Monday, August 13, 2007

Side by Side

We’ve become a couple, my husband and I. Just like that old song from the Depression era --

"Through all kinds of weather...
What if the sky should fall?
As long as we're together,
It doesn't matter at all.

Well we ain't got a barrel of money...
We may look ragged and funny...
But we're travelin' on...
Singing our song...
Side by side.
After several decades together we finish each others sentences and often come up with the exact thoughts, words or expressions simultaneously. I can’t think of a word, he can’t think of a word, but we both absolutely know what word it is we both can’t think of.

Growing up, I would laugh at Mom. She’d be peeling potatoes at the kitchen sink and all of a sudden say, “Ralph. His name was Ralph.”

Sometimes I would know what she was talking about, other times, not a clue, but each time she had an epiphany like this, it was because she had been searching, sometimes for days, for some word or name or image that her brain just could not find in its half-century store house of information. Now I am at that half-century mark and getting more like Mom every day. I’m told it is normal.

When we blurt out something totally out of context, we nod and understand. The old brain finally rummaged around in the right dusty old corner of memory to come up with the answer for which we’d spent days searching.

My husband and I cope as our eye sight fades and our hearing dims. We laugh when our conversations are punctuated with “Huh?” “What did you say?” “I didn’t hear you?”

Of course, we can get away with these types of dysfunctional conversations because it is only us and our cats that hear us. But our son and his wife will be visiting and I can just see his reaction.

He spent a lot of time with my Mom and Dad – his grandparents – and he was their go between. They got to be quite a threesome and it helped my son’s vocabulary in some ways I’d rather it hadn’t, but he got quite good at filling in the blanks for his grandparents.

So when he comes to visit and sees his Mom and Dad behaving like Grandma and Grandpa, we’ll never hear the end of it.

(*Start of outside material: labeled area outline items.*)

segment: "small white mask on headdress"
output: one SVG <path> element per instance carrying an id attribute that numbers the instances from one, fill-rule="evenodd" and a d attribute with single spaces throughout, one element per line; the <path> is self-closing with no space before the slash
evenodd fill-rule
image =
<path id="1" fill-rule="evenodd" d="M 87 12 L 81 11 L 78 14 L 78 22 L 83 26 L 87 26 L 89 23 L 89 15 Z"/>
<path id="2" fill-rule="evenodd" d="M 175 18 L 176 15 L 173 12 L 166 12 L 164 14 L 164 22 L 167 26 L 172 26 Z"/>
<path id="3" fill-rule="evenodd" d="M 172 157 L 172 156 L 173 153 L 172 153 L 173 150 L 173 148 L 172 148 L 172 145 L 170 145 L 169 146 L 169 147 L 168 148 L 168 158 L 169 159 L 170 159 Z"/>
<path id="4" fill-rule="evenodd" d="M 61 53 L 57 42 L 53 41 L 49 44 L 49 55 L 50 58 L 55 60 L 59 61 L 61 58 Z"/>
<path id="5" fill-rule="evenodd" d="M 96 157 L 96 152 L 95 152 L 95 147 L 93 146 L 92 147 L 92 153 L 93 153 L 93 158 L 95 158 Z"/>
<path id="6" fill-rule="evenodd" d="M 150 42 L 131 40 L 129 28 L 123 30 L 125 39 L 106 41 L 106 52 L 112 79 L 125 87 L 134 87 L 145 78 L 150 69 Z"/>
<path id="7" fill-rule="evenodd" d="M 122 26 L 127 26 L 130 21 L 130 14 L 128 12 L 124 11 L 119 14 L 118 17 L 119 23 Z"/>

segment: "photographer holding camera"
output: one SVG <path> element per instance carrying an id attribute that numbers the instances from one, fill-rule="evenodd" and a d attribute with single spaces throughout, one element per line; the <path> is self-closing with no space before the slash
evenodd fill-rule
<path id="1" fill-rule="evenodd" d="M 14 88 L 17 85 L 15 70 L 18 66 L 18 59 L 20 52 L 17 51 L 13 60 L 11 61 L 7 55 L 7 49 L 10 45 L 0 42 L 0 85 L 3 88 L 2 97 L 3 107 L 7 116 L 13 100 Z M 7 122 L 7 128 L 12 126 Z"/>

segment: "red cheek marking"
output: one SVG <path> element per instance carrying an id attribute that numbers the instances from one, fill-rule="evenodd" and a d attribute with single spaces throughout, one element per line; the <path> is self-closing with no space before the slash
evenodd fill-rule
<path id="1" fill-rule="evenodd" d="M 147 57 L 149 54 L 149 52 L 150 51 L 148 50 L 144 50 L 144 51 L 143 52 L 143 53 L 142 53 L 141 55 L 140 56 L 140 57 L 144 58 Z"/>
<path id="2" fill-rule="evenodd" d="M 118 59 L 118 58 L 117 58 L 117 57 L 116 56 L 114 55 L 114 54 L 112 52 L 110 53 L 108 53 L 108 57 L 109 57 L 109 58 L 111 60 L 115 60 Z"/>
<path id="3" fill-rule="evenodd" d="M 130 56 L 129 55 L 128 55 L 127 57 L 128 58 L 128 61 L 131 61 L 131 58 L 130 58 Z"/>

Although, it does have its funny moments. When we mishear, usually it involves my husband mishearing a television commercial. The other night he scrunched up his face and listened then turned to me with this quizzical look on his face, “Did she just say, ‘he has a scaly butt?’”

Aging is so much easier to handle with humor.

3 comments:

Ruth L.~ said...

Sweet Dawn. I can see you too lovebirds now, strolling hand in hand . . . nice.

Marijke Vroomen-Durning said...

Isn't it funny how that happens? I do have to tell you about an incident my husband and I had - it was right out of the "Who's on first" book.

I have an old dear friend named Kevin. My husband's oldest friend is Kevin. My Kevin lives in Vancouver, DH's Kevin lives in Toronto. We live in Montreal.

Last year, on April 15th, I said to my DH that I had to call Kevin the next day to wish him a happy birthday. My DH said, no, it's ok, I'll do that.
Me: huh? I always call Kevin on his birthday, why would you call Kevin?
Him: what? I always call Kevin.
Me: no you don't. He's my friend. You don't even know his phone number.
Him, looking at me like I'm nuts: Of course I have his phone number.

We go back and forth a few times until I say somethin about Vancouver. He says, no he's in Toronto. All of a sudden a light bulb goes off. Both of our Kevins have the SAME birthday!!!

It was so funny. Still is, actually. :-)

Randy said...

No Dawn, I saw the same commercial. She did say, "He has a scaly butt". Tell Darrol that I said hi.